Lorsque j’ai commencé à écrire et à m’exprimer contre la persécution des Rohingyas au début de 2014, on les considérait comme le peuple que le monde a oublié. La triste réalité, c’est qu’ils ont conservé ce titre.

Lorsque j’entends dire que Mme Suu Kyi, lauréate d’un prix Nobel de la paix et l’une des dirigeantes de son pays, refuse de dénoncer les atrocités commises dans son pays, je pense à Rajuma. Rajuma est une jeune femme rohingya qui a vécu une situation tellement horrible que c’est tout simplement incompréhensible.

Rajuma et des centaines de femmes ont dû se tenir debout dans une rivière sous la menace d’armes à feu, et on leur a ordonné de ne pas bouger. Elle avait de l’eau jusqu’à la poitrine et serrait son petit garçon tandis que son village au Myanmar brûlait derrière elle, puis les soldats se sont lentement approchés d’elle :

« Toi », ont dit les soldats en la pointant.

Elle se figea.

« Toi! »

Elle resserra son étreinte autour de son bébé.

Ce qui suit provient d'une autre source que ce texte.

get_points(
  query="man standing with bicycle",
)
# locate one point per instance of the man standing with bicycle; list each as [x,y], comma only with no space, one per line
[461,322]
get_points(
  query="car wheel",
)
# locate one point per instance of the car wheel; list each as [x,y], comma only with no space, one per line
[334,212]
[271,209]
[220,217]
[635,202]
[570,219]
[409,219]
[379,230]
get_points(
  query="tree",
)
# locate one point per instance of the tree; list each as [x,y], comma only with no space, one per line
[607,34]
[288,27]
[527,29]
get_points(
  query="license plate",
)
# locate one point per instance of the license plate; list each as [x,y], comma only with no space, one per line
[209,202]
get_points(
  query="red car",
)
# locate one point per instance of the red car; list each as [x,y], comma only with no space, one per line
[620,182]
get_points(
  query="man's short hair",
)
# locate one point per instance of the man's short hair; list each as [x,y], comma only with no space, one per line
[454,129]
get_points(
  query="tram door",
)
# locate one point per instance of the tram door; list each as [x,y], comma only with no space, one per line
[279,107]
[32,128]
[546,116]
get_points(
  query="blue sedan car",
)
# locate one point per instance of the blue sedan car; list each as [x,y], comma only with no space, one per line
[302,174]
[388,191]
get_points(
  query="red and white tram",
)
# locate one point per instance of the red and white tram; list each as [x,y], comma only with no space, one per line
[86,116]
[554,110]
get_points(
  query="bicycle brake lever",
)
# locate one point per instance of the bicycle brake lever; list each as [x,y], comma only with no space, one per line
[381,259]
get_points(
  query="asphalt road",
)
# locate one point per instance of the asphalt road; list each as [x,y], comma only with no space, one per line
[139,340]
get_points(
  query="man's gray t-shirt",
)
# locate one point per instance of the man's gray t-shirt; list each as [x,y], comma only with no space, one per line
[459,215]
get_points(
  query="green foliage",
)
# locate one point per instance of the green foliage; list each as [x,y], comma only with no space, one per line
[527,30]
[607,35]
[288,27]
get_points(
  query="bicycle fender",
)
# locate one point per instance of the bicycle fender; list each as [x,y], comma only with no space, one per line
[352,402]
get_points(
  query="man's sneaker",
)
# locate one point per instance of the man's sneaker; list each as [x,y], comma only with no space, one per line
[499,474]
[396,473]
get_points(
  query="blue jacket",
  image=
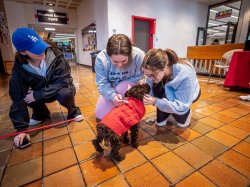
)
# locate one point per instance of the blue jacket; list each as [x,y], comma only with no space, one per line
[108,76]
[181,91]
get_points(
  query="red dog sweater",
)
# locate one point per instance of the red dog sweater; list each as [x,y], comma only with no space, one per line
[121,118]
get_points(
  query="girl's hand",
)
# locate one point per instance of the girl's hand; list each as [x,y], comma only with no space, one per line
[149,100]
[118,100]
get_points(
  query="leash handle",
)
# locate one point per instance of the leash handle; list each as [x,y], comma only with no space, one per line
[39,128]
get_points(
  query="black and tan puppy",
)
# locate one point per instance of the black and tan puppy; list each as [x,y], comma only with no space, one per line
[113,128]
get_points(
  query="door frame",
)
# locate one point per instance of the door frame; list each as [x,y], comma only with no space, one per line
[152,27]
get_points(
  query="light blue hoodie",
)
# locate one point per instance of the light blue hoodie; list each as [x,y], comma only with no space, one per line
[108,76]
[181,91]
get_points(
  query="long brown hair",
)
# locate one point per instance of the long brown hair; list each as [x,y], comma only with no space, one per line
[119,44]
[158,59]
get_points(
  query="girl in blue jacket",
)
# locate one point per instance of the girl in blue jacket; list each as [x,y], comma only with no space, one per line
[174,86]
[117,68]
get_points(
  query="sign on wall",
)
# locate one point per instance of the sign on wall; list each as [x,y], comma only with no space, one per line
[51,17]
[223,14]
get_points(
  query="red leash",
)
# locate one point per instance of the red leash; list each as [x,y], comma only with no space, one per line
[38,128]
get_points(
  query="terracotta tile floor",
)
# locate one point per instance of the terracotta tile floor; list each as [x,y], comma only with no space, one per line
[213,151]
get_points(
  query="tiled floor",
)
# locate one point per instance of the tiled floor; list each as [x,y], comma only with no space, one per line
[213,151]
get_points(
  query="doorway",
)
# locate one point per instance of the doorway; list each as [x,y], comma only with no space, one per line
[143,30]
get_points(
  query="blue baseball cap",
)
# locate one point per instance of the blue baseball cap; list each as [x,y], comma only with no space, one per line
[27,39]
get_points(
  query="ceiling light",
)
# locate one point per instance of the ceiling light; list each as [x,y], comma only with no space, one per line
[65,34]
[49,29]
[212,24]
[234,17]
[213,11]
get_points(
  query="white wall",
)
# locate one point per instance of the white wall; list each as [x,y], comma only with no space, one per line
[176,20]
[101,17]
[243,22]
[85,16]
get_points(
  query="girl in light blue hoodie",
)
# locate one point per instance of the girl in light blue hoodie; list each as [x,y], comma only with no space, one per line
[117,68]
[174,86]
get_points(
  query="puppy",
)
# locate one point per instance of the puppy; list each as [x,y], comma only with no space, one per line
[114,127]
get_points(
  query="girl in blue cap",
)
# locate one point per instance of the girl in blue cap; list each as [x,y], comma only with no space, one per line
[40,75]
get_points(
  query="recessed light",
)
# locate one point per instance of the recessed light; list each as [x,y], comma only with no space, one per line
[49,29]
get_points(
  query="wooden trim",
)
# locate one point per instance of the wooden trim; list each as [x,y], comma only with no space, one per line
[211,52]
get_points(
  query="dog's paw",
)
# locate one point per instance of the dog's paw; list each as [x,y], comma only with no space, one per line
[117,157]
[97,146]
[135,145]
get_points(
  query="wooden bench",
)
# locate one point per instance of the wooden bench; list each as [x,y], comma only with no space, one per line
[204,57]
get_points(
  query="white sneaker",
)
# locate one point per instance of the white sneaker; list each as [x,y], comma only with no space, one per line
[245,97]
[78,118]
[187,123]
[34,122]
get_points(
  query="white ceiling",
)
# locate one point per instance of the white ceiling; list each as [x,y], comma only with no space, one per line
[70,4]
[211,2]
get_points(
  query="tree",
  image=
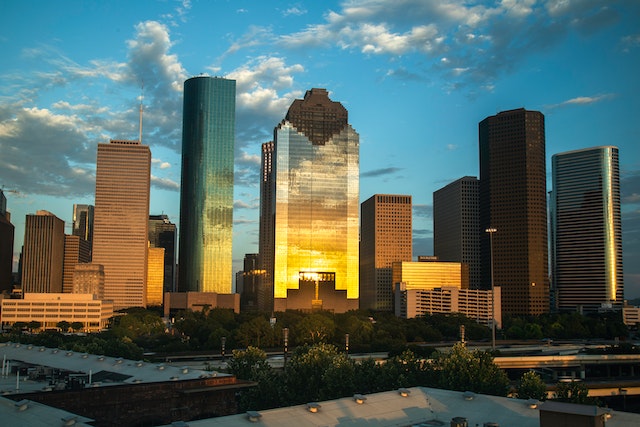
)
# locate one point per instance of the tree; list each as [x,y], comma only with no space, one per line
[462,369]
[251,364]
[574,392]
[77,326]
[313,329]
[34,325]
[255,332]
[531,386]
[63,325]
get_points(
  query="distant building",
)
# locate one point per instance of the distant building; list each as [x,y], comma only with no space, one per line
[385,237]
[250,280]
[456,225]
[266,242]
[89,279]
[51,308]
[76,251]
[513,201]
[83,222]
[163,234]
[7,234]
[197,301]
[586,230]
[430,275]
[206,193]
[314,208]
[155,276]
[43,253]
[476,304]
[120,237]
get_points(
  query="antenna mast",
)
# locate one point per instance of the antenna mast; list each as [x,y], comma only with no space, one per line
[141,98]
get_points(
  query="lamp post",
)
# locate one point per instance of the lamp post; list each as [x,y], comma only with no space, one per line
[492,230]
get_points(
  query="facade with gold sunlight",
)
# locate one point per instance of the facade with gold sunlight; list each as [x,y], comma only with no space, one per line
[314,188]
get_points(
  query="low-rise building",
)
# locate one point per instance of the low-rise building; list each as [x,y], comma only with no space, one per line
[474,303]
[51,308]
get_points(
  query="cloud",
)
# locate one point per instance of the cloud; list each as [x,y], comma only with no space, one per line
[380,172]
[294,11]
[422,211]
[51,149]
[479,42]
[583,100]
[164,183]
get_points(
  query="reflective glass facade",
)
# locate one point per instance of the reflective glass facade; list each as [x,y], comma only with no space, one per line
[587,229]
[120,241]
[206,197]
[316,188]
[513,201]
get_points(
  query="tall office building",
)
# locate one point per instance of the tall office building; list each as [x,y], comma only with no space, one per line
[315,190]
[513,201]
[7,233]
[43,253]
[249,281]
[385,238]
[587,230]
[76,251]
[266,232]
[162,234]
[121,219]
[456,225]
[206,196]
[83,222]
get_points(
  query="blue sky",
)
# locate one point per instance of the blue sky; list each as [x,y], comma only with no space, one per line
[416,76]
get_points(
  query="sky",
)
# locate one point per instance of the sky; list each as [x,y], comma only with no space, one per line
[417,76]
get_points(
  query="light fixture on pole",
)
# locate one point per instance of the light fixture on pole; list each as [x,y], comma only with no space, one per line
[492,230]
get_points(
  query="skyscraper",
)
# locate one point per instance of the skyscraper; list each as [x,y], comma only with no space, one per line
[266,233]
[513,201]
[586,230]
[162,234]
[315,189]
[121,219]
[206,196]
[456,225]
[385,238]
[43,253]
[76,251]
[7,232]
[83,222]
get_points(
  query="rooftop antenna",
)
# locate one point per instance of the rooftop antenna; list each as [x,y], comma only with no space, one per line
[141,99]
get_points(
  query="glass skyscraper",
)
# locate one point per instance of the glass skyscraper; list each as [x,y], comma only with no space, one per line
[120,240]
[315,188]
[586,230]
[206,195]
[513,201]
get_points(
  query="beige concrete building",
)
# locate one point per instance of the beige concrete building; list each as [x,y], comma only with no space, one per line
[120,238]
[431,274]
[89,279]
[76,250]
[473,303]
[51,308]
[155,276]
[43,253]
[385,237]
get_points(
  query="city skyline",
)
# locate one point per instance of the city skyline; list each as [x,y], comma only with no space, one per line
[416,86]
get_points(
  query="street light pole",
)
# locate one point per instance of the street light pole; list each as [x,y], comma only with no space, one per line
[492,230]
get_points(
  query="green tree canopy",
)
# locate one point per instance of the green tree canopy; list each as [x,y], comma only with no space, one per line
[462,370]
[531,386]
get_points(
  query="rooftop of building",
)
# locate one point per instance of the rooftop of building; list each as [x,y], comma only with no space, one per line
[28,413]
[92,370]
[417,406]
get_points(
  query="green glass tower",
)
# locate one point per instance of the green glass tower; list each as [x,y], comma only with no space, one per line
[206,196]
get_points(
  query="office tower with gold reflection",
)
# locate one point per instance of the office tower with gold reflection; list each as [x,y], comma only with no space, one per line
[315,207]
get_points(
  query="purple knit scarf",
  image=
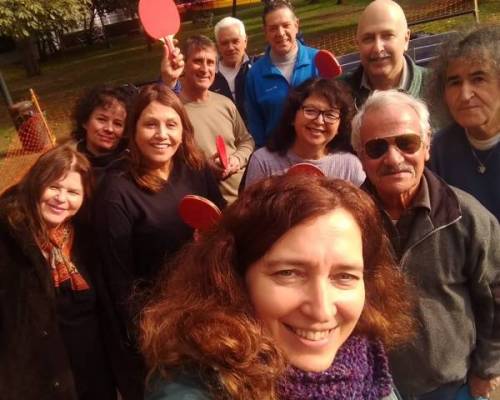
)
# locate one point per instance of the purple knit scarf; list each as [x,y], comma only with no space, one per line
[360,371]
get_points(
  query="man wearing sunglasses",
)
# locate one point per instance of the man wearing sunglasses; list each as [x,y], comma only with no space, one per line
[447,244]
[382,38]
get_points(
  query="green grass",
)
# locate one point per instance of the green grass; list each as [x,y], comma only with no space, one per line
[65,75]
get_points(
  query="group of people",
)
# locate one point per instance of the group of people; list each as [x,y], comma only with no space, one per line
[378,280]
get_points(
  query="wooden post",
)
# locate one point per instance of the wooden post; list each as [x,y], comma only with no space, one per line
[476,11]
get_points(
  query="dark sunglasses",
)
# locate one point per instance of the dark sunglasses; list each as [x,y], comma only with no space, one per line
[409,144]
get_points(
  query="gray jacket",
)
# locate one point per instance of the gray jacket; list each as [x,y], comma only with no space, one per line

Les moments qui suivirent furent violents et embrouillés, car les soldats ont matraqué Rajuma dans le visage, ils lui ont arraché des mains son enfant qui hurlait, puis ils l’ont jeté dans le feu. Elle a ensuite été traînée dans une maison, puis elle a subi un viol collectif.

À la fin de la journée, elle s’est enfuie par les champs, nue et couverte de sang. Elle était seule; elle avait perdu son fils, sa mère, ses deux sœurs et son jeune frère. Ils avaient tous été liquidés devant ses yeux […]

Rajuma est une musulmane rohingya. Les musulmans rohingyas comptent parmi les groupes ethniques les plus persécutés de la planète. Rajuma passe maintenant ses journées à errer dans un camp de réfugiés au Bangladesh, complètement tétanisée.

L’histoire de Rajuma est semblable à celle d’un nombre incalculable d’hommes et de femmes rohingyas qui ont souffert de façon insensée des exactions d’un régime dictatorial.

Honorables sénateurs, retirer à Aung San Suu Kyi sa citoyenneté canadienne honoraire est une étape nécessaire si on veut dénoncer le génocide qui se déroule sous ses yeux. Cependant, lui retirer sa citoyenneté n’est qu’un geste symbolique face à son incapacité à dénoncer les atrocités commises dans son pays. Ce n’est pas une solution à long terme à la crise qui touche les Rohingyas. Cela ne permet pas d’entamer la réconciliation avec les Rohingyas ni la reconstruction du Myanmar.

Honorables sénateurs, je vous implore d’adopter cette motion et d’inciter le gouvernement canadien à en faire plus pour aider le peuple rohingya. Nous devons agir en leaders. C’est ainsi qu’on exerce un leadership. Il est temps d’agir.